Is it similar for you Richard or do you find in your heavily regulated procurement enviroment that you don’t have much flexibility there

So I think it’s a mix I think there is some commodity IT that will always be more transactional that you’re just going to go out and buy and you want people to do what they say they’re going to do I think agentic is the two paragraphs ahead thing is brilliant so I think that’s more of a journey I feel really lucky in as much as I do a thing where I can draw a direct line to the enabling of net zero energy sources and the kind of the connectivity of hyperscaler AI data centres onto the network I challenge anyone in the AI industry to not want that to happen faster so therefore everyone should feel a compelled sense of purpose to help us do our job better because that makes the industry move faster so I think there’s always going to be a mix of commodity and then in this slightly uncharted world people who you’re willing to partner with who are invested in your mission who flex more

But we more and more leave what I call the partnership economy where you see more and more and a good illustration of that is where you see how all the AI dollars are flowing through with those co-investments between Nvidia big hyperscalers and it’s like a closed economy we start to see similar I would say funding mechanisms arising across companies where it’s a partnership so some of my vendors are also clients I’ve got that very often that relationship so that that brings that builds very strong relationships co-investment capabilities and that’s something I think is very powerful also

Challenge back to you Jeremiah actually because I think just because we can I think your part of the industry is going to have to shift as well when you look at what customers need because the days of PSX and we’ll deliver you why people for Z amount of time may not work in the new world and I think there’ll be a lot more sharing of business outcomes and commercial outcomes if you want to be that partner and I think my experience of what we’ve done with SnapLogic is exactly that which is great but I think you’re going to see more and more of that becoming the norm and the expectation from various customers who go I need somebody who’s going to almost share that upside but also share that risk as we go through

Building on that for any of you to close us out here what can we do better to be a partner I did not tell them asking this question and I did tell them feel free to be rude in all honesty what can we do better to be customer obsessed to be a great partner

For me it’s care about context so care about the industry you’re working in we only do what we do because it enables our business to deliver the network that’s it we’re here for we only exist for that purpose and be honest so that kind of it’s really interesting I’ve got a thousand people who will tell me they can do X for Y with absolute certainty in a world where people are just reading two paragraphs ahead that is scary so I place a lot of stock in hey we can’t do that or hey we don’t know or hey  let’s work it out together and we’ll figure out a pricing model that works rather than lying to my face. That’s not what you do, but there are a lot of people who will. You said be controversial: don’t lie to face. That’s table stakes, right?

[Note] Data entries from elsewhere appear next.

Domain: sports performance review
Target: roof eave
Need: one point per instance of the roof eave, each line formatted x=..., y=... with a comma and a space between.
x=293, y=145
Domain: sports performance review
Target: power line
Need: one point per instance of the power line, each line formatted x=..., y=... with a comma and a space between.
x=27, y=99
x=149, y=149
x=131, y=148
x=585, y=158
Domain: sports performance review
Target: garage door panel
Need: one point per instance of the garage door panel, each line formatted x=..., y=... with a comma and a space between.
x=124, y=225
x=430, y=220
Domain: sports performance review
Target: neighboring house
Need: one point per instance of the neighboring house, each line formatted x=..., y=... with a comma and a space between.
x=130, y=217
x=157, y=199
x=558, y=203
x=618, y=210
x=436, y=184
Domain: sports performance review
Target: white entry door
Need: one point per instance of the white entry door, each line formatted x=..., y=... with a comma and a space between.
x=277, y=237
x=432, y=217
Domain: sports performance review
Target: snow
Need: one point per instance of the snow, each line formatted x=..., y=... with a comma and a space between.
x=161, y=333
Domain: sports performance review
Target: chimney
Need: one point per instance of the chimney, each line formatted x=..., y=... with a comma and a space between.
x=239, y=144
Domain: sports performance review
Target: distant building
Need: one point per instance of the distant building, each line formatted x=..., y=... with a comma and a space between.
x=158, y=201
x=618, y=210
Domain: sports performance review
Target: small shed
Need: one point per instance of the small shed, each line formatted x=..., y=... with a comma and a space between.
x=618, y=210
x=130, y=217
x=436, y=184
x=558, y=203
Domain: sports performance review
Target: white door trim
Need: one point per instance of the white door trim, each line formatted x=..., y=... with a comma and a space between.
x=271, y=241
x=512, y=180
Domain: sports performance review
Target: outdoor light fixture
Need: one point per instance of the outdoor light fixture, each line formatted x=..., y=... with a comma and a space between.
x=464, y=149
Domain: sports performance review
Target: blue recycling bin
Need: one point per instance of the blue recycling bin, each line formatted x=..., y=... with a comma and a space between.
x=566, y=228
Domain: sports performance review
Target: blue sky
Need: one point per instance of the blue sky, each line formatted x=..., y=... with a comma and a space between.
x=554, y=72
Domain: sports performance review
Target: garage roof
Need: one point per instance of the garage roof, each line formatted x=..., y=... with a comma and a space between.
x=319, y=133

Alex, what can we do better from your perspective?

I think you’re doing pretty well, to be honest. You can always be better, but I think I like the relationship we have, which is really… and I told you, knock again on my door many times if you want to try all things, start things, crazy stuff, we love it. So being the first one to test things is something I really personally enjoy, and we can co-develop the products. That’s what I do with many, because this is how we are collectively solving problems. So extreme ownership and be willing to be dynamic in a business way about outcomes, shared risk, shared outcomes. “No” is your second favorite answer and innovate in the open and really be earlier stage in the earlier life cycle of things we’re doing about and pressure test it earlier.

All right. Well, I’ve got my notes. I hope other people on the SnapLogic team are taking. Amazing. Thank you all very much. Really appreciate your time.